Possible Duplicate:
Proof that $\binom{n}{\smash{0}}^2+\binom{n}{1}^2+\cdots+\binom{n}{n}^2=\binom{\smash{2}n}{n}$ using a counting argument
It is an exercise in a book on discrete mathematics.It is like this.
Give a combinatorial argument to prove that $\sum_{k=0}^{n}C\left ( n,k \right)^{2}=C\left ( 2n,n \right )$.
I don't know how to begin with it.It's hard for me to construct such a set,or the context.I learned it by myself and no one around can help me whit my answer. Thanks for your help.

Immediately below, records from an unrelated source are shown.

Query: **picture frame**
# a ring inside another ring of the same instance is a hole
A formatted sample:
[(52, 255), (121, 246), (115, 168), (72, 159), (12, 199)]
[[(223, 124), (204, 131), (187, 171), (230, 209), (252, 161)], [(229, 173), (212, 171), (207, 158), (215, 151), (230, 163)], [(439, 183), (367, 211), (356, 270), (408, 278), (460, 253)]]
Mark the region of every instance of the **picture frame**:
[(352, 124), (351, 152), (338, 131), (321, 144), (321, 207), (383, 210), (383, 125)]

Consider the right hand side of the equality. What does it tell you? Translated to english the RHS is "the number of n-subsets of a 2n-set" (where by n-set I mean a set of cardinality n). Now consider the $2n$-set. Split it up in two sets of equal size $n$. You can pick a n-set by choosing $n$ elements from one of the sets and zero from the other, or choosing $n-1$ elements from one of the n-sets and $1$ element from the other and so on. I.e. $$C(2n,n)=\sum{C(n,k)C(n,n-k)=\sum{C(n,k)^2}}$$ The last equality follows since the number of ways of choosing $k$ elements from a $n$ set is the same number of ways as choosing those $n-k$ elements that shall not belong to a $k$-subset.
Use the Chu-Vandermonde identity, as recommended by t.b.: $$ {m+n \choose r}=\sum_{k=0}^r{m \choose k}{n \choose r-k},\qquad m,n,r\in\mathbb{N}_0, $$ and set $m=n$, $r=n$ and use ${n \choose n-k}={n \choose k}$ to get: $$ \sum_{k=0}^n{n \choose k}^2= {2n \choose n}$$